(dailyRx News) It's a challenge to take medication perfectly every day, especially if you're on it for the rest of your life. So is it a big deal if you slip up every once in a while?
For HIV patients, it is.
According to a new study, patients must maintain their medication perfectly – with no exceptions – in order to completely ensure that the virus is not spreading in their cells.
The study was conducted by a team of researchers in the Netherlands, at the Laboratory of Experimental Virology. It was published in the Journal of Infectious Diseases.
Antiretroviral therapy (ART), or treatment with a HIV-fighting drugs, has had widespread success in controlling the virus and helping people live long lives.
But there are differences in the levels of success that come with ART. A patient could have undetectable levels of HIV in their bodies, but the virus is still able to replicate within infected cells.
Completely suppressing the virus means that the virus is essentially inactive. It doesn't mean the patient is cured, but it is the ideal result of ART.
According to the study, it's been widely assumed that even if a patient misses a few pills every once in a while, viral suppression can still be achieved. The statistic is that adherence to the medication regimen up to 70 percent of the time with certain powerful drugs is good enough for viral suppression.
Despite this accepted wisdom, the study authors said, it's unknown whether the virus is actually suppressed at these levels.
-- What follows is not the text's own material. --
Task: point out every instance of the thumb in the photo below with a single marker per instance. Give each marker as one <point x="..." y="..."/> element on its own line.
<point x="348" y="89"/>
Previous tests had been based on changes in the viral load in plasma, not within the cells themselves.
To find out whether this different type of test came up with a different result, the researchers conducted a long-term study on 40 patients taking ART. They monitored their adherence to their medications.
When they tested the participants' viral loads, they looked at two biological markers within the cell that would give them a measure of how much of the virus was present.
Most of the participants (58 percent) had perfect adherence. Patients who did not have perfect adherence had a median of 82 percent adherence.
The viral levels detected by the regular test were the same, but the levels found by a more sensitive biomarker, called usRNA, saw some changes. Those who didn't have perfect adherence – even those who had improved their adherence to 100 percent over time - had more HIV-associated usRNA in their cells.
This means that to truly block the replication of the virus, patients need to have perfect adherence to ART over their entire lifetimes. That's a challenge.
On the other side of the coin, regular non-adherence to HIV drugs is a major problem in fighting the virus. People who interrupt their treatment for days or months at a time can develop and spread a dangerous drug-resistant form of HIV.
The study was published in September 2012.